LES PERSONNAGES EGYPTISANTS DE DOMINIQUE ALLAIN

***** 

Qu’éprouve l’archéologue lorsque, ayant violé les secrets du tombeau, il se trouve soudain dans une salle où reposent des rangées de soldats gardant le sarcophage du pharaon ? Le même sentiment, assurément, que le visiteur passant devant les œuvres de Dominique Allain. Car son monde est un monde d'hommes. De guerriers. De soldats égyptisants, comme appartenant aux troupes d'un général pharaonique ; tellement réalistes dans leurs costumes multicolores, raides comme des cuirasses, qu’ils pourraient avoir été récemment exhumés des arcanes de la pyramide de Giseh ! Ainsi, en quelques secondes, tout un “périple mental” entraîne-t-il ce visiteur vers des civilisations mythologiques enchevêtrées, entièrement créées par l’imagination et les mains de l’artiste : Œuvres peintes sur fonds non signifiants ; ou de terre, durcies, fendillées, façonnées par le raku. Modelées avec un soin extrême pour que joue la lumière sur chaque rayure, sur chaque croisillon de couleurs. Grand maître d’oeuvre par la géométrie, Dominique Allain lance des lignes obliques, onduleuses parfois, comme pour contrôler la matière, l’insérer dans une norme, l’ordonnancer dans son propre mouvement, lui insuffler sa force et sa discipline intérieure. Mais, pour rigides qu’elles soient, ces lignes partent dans toutes les directions, confortant l’impression de composition ouverte de ses œuvres. 
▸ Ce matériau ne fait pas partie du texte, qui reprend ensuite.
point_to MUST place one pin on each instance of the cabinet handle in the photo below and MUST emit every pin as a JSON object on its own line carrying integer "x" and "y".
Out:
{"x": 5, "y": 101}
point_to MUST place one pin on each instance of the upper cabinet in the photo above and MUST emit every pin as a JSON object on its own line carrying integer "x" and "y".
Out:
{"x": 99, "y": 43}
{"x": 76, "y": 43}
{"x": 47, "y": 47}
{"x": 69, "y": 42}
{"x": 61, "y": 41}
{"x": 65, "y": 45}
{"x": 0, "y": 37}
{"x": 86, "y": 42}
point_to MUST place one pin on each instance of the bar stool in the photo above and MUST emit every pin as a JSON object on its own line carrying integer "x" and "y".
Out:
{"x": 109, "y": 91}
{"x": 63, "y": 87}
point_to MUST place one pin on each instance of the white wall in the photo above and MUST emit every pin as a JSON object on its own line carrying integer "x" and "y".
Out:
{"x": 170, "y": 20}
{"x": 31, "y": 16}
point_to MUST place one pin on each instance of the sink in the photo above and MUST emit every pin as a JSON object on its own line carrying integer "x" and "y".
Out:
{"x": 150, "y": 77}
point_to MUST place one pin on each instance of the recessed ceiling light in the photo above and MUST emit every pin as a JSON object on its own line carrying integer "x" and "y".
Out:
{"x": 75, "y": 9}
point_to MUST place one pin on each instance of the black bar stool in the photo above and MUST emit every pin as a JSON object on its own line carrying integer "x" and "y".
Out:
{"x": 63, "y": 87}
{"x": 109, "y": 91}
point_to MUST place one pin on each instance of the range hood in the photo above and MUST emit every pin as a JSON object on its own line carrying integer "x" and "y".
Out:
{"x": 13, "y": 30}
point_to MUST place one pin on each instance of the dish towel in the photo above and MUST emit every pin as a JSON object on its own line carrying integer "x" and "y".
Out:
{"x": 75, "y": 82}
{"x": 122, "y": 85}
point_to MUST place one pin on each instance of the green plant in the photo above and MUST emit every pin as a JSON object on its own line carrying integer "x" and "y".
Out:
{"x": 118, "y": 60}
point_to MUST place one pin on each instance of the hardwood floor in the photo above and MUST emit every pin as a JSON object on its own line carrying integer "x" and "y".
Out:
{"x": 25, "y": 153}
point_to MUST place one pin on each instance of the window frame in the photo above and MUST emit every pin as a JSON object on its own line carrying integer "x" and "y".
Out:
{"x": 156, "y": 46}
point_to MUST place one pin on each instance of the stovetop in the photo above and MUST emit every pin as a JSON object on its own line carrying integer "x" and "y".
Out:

          Sur la tête, ces "soldats" portent une perruque arrondie au sommet, qui laisse ses retombées flotter de part et d'autre du visage. Filigranes, transparences, cous énormes ou têtes trapues, visages en pointe, voire légèrement arrondis. Bouches volontaires, bées ou entr'ouvertes. Aucune symétrie dans ces anatomies aux épaules inégalement tombantes. Corps le plus souvent tronqués, protégés alors par un pectoral ; voire limités au buste, toujours dépourvus de jambes, donc ; et dotés à peine d'amorces de bras.

   Reste l’omniprésence des yeux. Généralement deux à droite, un à gauche, parfois l'inverse, rarement deux seulement. Au graphisme très particulier rappelant l'œil du dieu faucon Horus, tout en courbes et contre-courbes dont chacun sait qu'il symbolise la vision, la fécondité, l'intégrité physique, la pleine lune, la bonne santé ! 

 

          Parfois, -rarement- l'artiste se glisse dans le monde féminin, supprimant la perruque, laissant les têtes "en cheveux", et couvrant le buste d'une sorte de pèlerine magnifiquement ornée, en polychromies ton sur ton avec les visages. 

          D'autres fois, le sexe de l'individu est difficile à déterminer, parce qu'il porte la couronne blanche masculine, mais révèle l'amorce d'une robe à panier que n'auraient pas rejetée les dames du XVIIIe siècle ! 

       Voilà donc Dominique Allain l'auteur d'une d’une véritable mythologie très personnelle de personnages venus d’un monde où les polychromies explosent comme des soleils et qui, malgré leur raideur, dégagent une grande convivialité ; conçus en ronde-bosse, mais ne présentant jamais au spectateur que le devant de leur corps. Metteur en scène de l’instant privilégié et de la complicité silencieuse. Artiste, offrant au visiteur, un moment de pur plaisir dont subsistera la rémanence, longtemps après qu’il se soit détourné de cet univers ! Une question demeure : est-ce parce que notre époque ne l'intéresse pas que, peintre ou sculpteur, il donne ainsi une connotation passéiste et "venue d'ailleurs" à ses œuvres ? 

Jeanine RIVAIS

TEXTE ECRIT  EN 2017, SUITE A L'EXPOSITION "ART SINGULIER : LES AMIS DE DANIELLE JACQUI",  EN LA CHAPELLE DE L'OBSERVANCE DE DAGUIGNAN ET L'ESPACE DES CABOCH'ARTS.